Si le film interpelle, grâce aux situations qu’il décrit, il n’en demeure pas moins aussi doté d’un vrai scénario, qui avance au fil de scènes très bien écrites. Ce qui lui permet de toucher, en évitant tout pathos.
Scènes de vie et magnifiques acteurs
On reste marqué par ces séquences qui peignent, longuement, des taches ardues, ou des instants plus calmes, avec la même force : une jeune femme nouvellement mère (Leïla Muse, superbe) qui rencontre l’assistante sociale chargée de l’accompagner dans son choix à venir (Clotilde Mollet, à la fois toute ouïe et au garde-à-vous), la relation qui se tisse – mais doit finir un jour – entre le bébé confié à l’adoption et le travailleur qui l’accueille chez lui (Gilles Lellouche, très juste et très touchant), ou les dialogues entre une femme désireuse d’adopter (Elodie Bouchez, fragile et magnifique), à différents âges de son existence, et la conseillère chargée de mener cette démarche (Olivia Côte, intense), sont autant de grands moments.
Ces scènes sont incarnées par des interprètes tous chargés à bloc, qui semblent parfois plongés dans un état entre naturalisme cru, et tragique.

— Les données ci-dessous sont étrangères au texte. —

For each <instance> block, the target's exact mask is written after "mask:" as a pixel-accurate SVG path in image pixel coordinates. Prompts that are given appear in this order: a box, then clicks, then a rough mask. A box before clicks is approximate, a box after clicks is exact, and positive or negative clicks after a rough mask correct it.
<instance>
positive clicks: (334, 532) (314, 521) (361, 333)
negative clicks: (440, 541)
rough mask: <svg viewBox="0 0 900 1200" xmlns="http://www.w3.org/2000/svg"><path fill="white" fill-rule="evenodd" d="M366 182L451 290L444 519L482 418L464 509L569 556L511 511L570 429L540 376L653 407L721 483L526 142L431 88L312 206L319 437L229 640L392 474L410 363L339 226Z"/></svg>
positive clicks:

On pense aussi à Sandrine Kiberlain, splendidement naturelle, à Julie Recoing, à la finesse de jeu toujours admirable, à Youssef Hajdi, tout en force, aux excellents Miou-Miou, Stéfi Celma, Thibault Vinçon, Servane Ducorps (tous deux dans une séquence triste et marquante) ou Amaury de Crayencour (au coeur de scènes un peu burlesques et très belles), ou encore à Jean-François Stévenin, qu’on retrouve, toujours aussi brillant, le temps d’une séquence. Sans oublier tous les bébés, touchants, qui incarnent le petit Théo, au centre de l’histoire. Tous composent un monde parfois très beau, parfois plus triste : le nôtre.
Maîtrisé et juste, Pupille parvient, grâce à tous les talents qu’il convoque, à rendre un magnifique hommage à ces métiers pas si connus, à toutes ces personnes qui entourent des enfants en difficulté, et tâchent de les mener vers le bonheur. Et le film fait fort bien sentir le temps que tout cela prend, et la dureté de ce travail, qui en vaut la peine. On souhaite à Pupille un succès en salles.
Pupille sortira dans les salles françaises le 5 décembre.